À l’origine de la SMEP, ses fondateurs n’avaient pas la possibilité d’envoyer des missionnaires au loin, les anciennes colonies françaises des Antilles étant fermées aux missions protestantes assimilées, par le gouvernement, à des entreprises d’infiltration britannique. Dans les colonies françaises d’Afrique, le Sénégal et l’Algérie, le gouvernement s’était engagé auprès des autorités musulmanes à ne pas favoriser la mission chrétienne. Aussi les groupes d’amis des missions constitués en province dès 1819 collectent-ils des fonds pour la Mission de Bâle. Quant à la première Maison des missions louée en 1823 au boulevard Montparnasse, elle reçoit des élèves missionnaires de Bâle profitant des possibilités offertes par la fameuse École des Langues Orientales de Paris.

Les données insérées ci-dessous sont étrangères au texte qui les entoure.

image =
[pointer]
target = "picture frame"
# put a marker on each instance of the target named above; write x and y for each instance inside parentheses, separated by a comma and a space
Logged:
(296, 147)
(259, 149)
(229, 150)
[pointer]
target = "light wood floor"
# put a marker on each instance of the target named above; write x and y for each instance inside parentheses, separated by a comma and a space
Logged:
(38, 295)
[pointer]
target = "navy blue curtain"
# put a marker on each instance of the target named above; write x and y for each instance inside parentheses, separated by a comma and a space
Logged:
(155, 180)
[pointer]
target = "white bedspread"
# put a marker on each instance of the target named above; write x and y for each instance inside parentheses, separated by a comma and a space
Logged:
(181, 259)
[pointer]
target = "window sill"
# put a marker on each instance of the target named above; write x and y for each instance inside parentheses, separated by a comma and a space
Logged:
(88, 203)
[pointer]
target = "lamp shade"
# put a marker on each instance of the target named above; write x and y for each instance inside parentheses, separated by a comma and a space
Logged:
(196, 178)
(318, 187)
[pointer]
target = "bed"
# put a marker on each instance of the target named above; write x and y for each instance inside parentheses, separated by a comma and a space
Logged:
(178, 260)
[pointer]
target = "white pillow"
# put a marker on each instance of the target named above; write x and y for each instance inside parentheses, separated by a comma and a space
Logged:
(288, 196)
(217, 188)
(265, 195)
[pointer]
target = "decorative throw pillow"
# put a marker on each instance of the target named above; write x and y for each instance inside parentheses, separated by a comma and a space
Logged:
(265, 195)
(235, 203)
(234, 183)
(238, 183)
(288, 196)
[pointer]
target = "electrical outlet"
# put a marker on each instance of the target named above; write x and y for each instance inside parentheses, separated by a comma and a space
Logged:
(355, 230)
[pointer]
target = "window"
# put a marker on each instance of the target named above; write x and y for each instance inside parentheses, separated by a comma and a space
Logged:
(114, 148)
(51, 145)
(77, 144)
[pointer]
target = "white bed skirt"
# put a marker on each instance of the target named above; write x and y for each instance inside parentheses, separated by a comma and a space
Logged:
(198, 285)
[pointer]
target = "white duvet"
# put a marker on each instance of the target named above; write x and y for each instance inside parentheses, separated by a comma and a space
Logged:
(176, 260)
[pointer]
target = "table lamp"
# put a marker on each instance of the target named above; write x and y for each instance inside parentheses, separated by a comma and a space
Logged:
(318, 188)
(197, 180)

Mais le désir d’envoyer ses propres missionnaires ne faiblit pas à la SMEP. En 1829, sur les conseils de John Philip, surintendant de la Mission de Londres (LMS) en Afrique du Sud, le Comité parisien ordonne ses trois premiers missionnaires, Samuel Roland, Prosper Lemue et Isaac Bisseux pour le Cap de Bonne Espérance. On trouve la plaque commémorative de cette ordination dans l’Église réformée Sainte-Marie de Paris. Pourquoi l’Afrique du Sud ? Philip avait fait campagne dans cette colonie pour l’amélioration de la condition des Noirs et l’abolition de l’esclavage, proclamée en 1834 dans la foulée de l’abolition britannique. Il voyait là s’ouvrir une porte pour la mission, spécialement pour des protestants français dont les ancêtres huguenots étaient venus se réfugier en Afrique du Sud au XVIIe. Au début du XIXe cette région est en pleine recomposition politique. Les chefs bantous opposés entre eux et en guerre avec les colons Boers, tentent de constituer des « États » relativement indépendants avec l’appui du troisième protagoniste de la situation, les colons Britanniques. Les chefs bantous voient dans les missionnaires européens de possibles conseillers pour consolider leur nation.